Amy also began teaching other cancer center nurses about palliative care and was influential in recruiting nurses with prior oncology experience to become palliative care nurses. Amy completed two literature reviews for internal discussion, highlighting the gaps and potential for the palliative care clinic to grow. She presented at the KUMC Nursing Grand Rounds in 2012, kicking off the inaugural ELNEC course at KU alongside other ELNEC champions she connected with. The ELNEC course is still being taught in part due to her leadership through the years. Her poster presentation at the 2012 Nursing Research Symposium about developing the clinic was awarded best Quality Improvement Poster.
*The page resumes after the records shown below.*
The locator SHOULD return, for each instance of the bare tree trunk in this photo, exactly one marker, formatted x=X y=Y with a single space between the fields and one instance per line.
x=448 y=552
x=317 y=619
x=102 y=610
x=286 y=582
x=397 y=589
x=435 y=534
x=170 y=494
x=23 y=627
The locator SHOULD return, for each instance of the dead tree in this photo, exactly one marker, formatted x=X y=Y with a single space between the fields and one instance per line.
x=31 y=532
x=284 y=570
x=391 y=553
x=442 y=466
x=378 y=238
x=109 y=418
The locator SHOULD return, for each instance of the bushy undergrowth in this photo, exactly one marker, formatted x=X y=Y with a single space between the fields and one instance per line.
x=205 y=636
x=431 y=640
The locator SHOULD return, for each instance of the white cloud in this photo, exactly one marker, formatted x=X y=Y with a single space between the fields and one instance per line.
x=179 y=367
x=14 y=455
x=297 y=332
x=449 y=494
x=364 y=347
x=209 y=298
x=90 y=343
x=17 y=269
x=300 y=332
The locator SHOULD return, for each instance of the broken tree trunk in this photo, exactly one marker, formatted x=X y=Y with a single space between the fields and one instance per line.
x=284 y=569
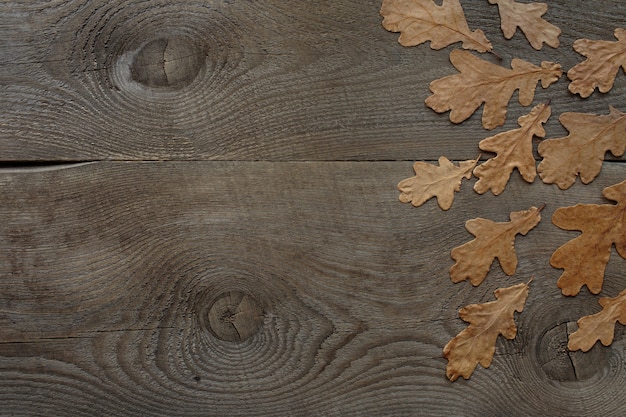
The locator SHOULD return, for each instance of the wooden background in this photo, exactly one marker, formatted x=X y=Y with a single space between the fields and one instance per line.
x=199 y=216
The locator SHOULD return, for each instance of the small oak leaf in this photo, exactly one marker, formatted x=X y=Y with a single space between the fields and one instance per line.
x=527 y=16
x=582 y=151
x=476 y=344
x=419 y=21
x=514 y=149
x=599 y=326
x=493 y=240
x=601 y=66
x=584 y=258
x=481 y=82
x=432 y=181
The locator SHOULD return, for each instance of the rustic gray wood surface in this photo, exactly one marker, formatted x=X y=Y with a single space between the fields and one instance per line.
x=235 y=244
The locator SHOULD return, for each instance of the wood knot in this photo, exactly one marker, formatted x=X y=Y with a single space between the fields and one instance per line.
x=560 y=364
x=235 y=316
x=168 y=62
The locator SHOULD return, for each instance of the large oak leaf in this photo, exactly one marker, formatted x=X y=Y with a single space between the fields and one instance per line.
x=481 y=82
x=432 y=181
x=599 y=326
x=584 y=258
x=476 y=344
x=601 y=66
x=420 y=21
x=514 y=149
x=527 y=16
x=582 y=151
x=493 y=240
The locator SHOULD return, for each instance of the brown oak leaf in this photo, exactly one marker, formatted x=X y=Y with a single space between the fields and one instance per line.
x=599 y=326
x=527 y=16
x=514 y=149
x=419 y=21
x=493 y=240
x=476 y=344
x=601 y=66
x=481 y=82
x=582 y=151
x=585 y=257
x=432 y=181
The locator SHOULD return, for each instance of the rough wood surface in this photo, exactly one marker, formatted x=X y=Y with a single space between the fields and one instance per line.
x=283 y=289
x=266 y=267
x=252 y=80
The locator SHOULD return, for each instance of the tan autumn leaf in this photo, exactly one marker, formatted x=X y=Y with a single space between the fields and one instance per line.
x=584 y=258
x=514 y=149
x=527 y=16
x=481 y=82
x=476 y=344
x=604 y=59
x=582 y=151
x=599 y=326
x=432 y=181
x=493 y=240
x=419 y=21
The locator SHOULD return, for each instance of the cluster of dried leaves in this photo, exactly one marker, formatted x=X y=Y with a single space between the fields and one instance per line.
x=581 y=153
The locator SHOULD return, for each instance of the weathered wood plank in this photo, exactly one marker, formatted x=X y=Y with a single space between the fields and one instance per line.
x=263 y=80
x=120 y=281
Amy continues her dedication to high-quality palliative care, recently focusing on patients with substance use disorder, ensuring our clinic provides safe and patient-centered care. She has spearheaded the implementation of standardized assessments like the Edmonton Symptom Assessment Scale, Patient Health Questionnaire-9, Opioid Risk Tool, ECOG functional status and Palliative Performance Status. Recognizing that data was fundamental to improving care and sustaining growth, she initiated data collection on the patient panel from the very start. This has facilitated numerous palliative care quality improvement projects.
***
I have known Amy for a few months since I started my position as RN Care Coordinator, but in that time, I have learned and grown as a nurse as a result of the strong leadership from Amy. Amy started the outpatient palliative care program after seeing a need in the BMT clinic. She knew the health system could do better by these patients, and she advocated continuously until a program was established. She has continued to put her heart and soul into growing the program so that throughout the health system, there will be care for those facing serious illness. Amy works collaboratively with members of the palliative care team and other medical teams to further the care of patients. Her spirit and love for palliative care is infectious. She strives to be her truest self and always keeps what is best for patients and families at the heart of everything she does.